The amount of lines and paragraphs in the PythonCopyright.txt is: 8


In [3]:
python_lines = txt.filter(lambda line: 'python' in line.lower())
print(f"The amount of lines there are in which the word 'python' shows up in the text is: {python_lines.count()}")

The amount of lines there are in which the word 'python' shows up in the text is: 1


If you will want to properly work with `PySpark` you will have to refer from time to time to the following documenatations: [PySpark and API for it](http://spark.apache.org/docs/latest/api/python/index.html) and [Scala Documentation](https://spark.apache.org/docs/latest/api/scala/org/apache/spark/api/index.html). The thing is, Spark is written with scala based on a functional language paradigm. With it, it is much easier to parallelize the executable code.

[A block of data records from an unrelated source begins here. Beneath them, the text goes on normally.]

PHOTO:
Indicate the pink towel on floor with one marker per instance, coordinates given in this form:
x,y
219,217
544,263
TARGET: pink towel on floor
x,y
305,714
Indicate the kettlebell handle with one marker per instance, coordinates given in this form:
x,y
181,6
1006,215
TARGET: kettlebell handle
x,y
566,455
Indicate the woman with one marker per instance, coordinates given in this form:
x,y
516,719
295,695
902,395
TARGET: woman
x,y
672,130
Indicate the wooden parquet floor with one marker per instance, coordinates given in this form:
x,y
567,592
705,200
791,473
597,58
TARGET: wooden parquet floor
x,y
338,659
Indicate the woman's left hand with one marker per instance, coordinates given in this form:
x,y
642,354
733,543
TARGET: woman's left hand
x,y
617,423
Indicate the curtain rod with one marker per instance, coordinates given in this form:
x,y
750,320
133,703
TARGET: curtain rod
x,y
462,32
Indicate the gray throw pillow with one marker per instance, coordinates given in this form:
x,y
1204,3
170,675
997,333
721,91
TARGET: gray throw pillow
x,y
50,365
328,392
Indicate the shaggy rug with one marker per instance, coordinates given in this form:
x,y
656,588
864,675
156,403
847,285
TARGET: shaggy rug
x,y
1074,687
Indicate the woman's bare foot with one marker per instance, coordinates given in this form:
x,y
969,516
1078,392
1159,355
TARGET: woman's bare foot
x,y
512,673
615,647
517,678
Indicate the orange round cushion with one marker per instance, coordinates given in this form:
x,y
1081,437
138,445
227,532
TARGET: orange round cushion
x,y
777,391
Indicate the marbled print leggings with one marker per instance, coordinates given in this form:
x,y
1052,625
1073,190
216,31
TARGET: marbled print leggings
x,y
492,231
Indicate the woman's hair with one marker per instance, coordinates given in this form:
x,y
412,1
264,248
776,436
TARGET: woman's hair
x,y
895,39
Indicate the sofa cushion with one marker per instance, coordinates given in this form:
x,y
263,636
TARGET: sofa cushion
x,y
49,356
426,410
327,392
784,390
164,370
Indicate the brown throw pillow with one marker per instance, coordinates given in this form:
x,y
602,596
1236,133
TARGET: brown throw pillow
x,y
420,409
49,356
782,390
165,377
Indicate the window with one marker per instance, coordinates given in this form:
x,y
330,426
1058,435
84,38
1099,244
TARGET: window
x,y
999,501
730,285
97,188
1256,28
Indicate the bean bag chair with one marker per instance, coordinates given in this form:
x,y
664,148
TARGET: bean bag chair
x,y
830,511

Therefore, pretty much this approach is used in such cluster based calculations oriented systems.

In [4]:
# Use an example of RDD through parallelization
big_list = range(100000)
rdd = sc.parallelize(big_list, 2)
odds = rdd.filter(lambda x: x % 2 != 0)
odds.take(10)

[1, 3, 5, 7, 9, 11, 13, 15, 17, 19]

In [5]:
# To time how long a process takes the following approach can be used

import time

t0 = time.time()
time.sleep(3)
t1 = time.time()

time_dif = t1 - t0
time_dif

3.0033297538757324

In [6]:
# Use the RDD process again but time it
# And will save the whole output in memory
bigger_list = range(10000000)

# The difference will be in the slicing and amount of them
import time
dist = 2
t0 = time.time()
rdd_2 = sc.parallelize(bigger_list, dist)
odds = rdd_2.filter(lambda x: x % 2 != 0)
collector = odds.collect()
t1 = time.time()
time_dif = round(t1 - t0, 2)
print(f"With {dist} distributed processes it took {time_dif} seconds")

dist = 6
t0 = time.time()
rdd_8 = sc.parallelize(bigger_list, dist)
odds = rdd_8.filter(lambda x: x % 2 != 0)
collector = odds.collect()
t1 = time.time()
time_dif = round(t1 - t0, 2)
print(f"With {dist} distributed processes it took {time_dif} seconds")

dist = 10
t0 = time.time()
rdd_8 = sc.parallelize(bigger_list, dist)
odds = rdd_8.filter(lambda x: x % 2 != 0)
collector = odds.collect()
t1 = time.time()
time_dif = round(t1 - t0, 2)
print(f"With {dist} distributed processes it took {time_dif} seconds")

With 2 distributed processes it took 3.77 seconds
With 6 distributed processes it took 3.54 seconds
With 10 distributed processes it took 2.75 seconds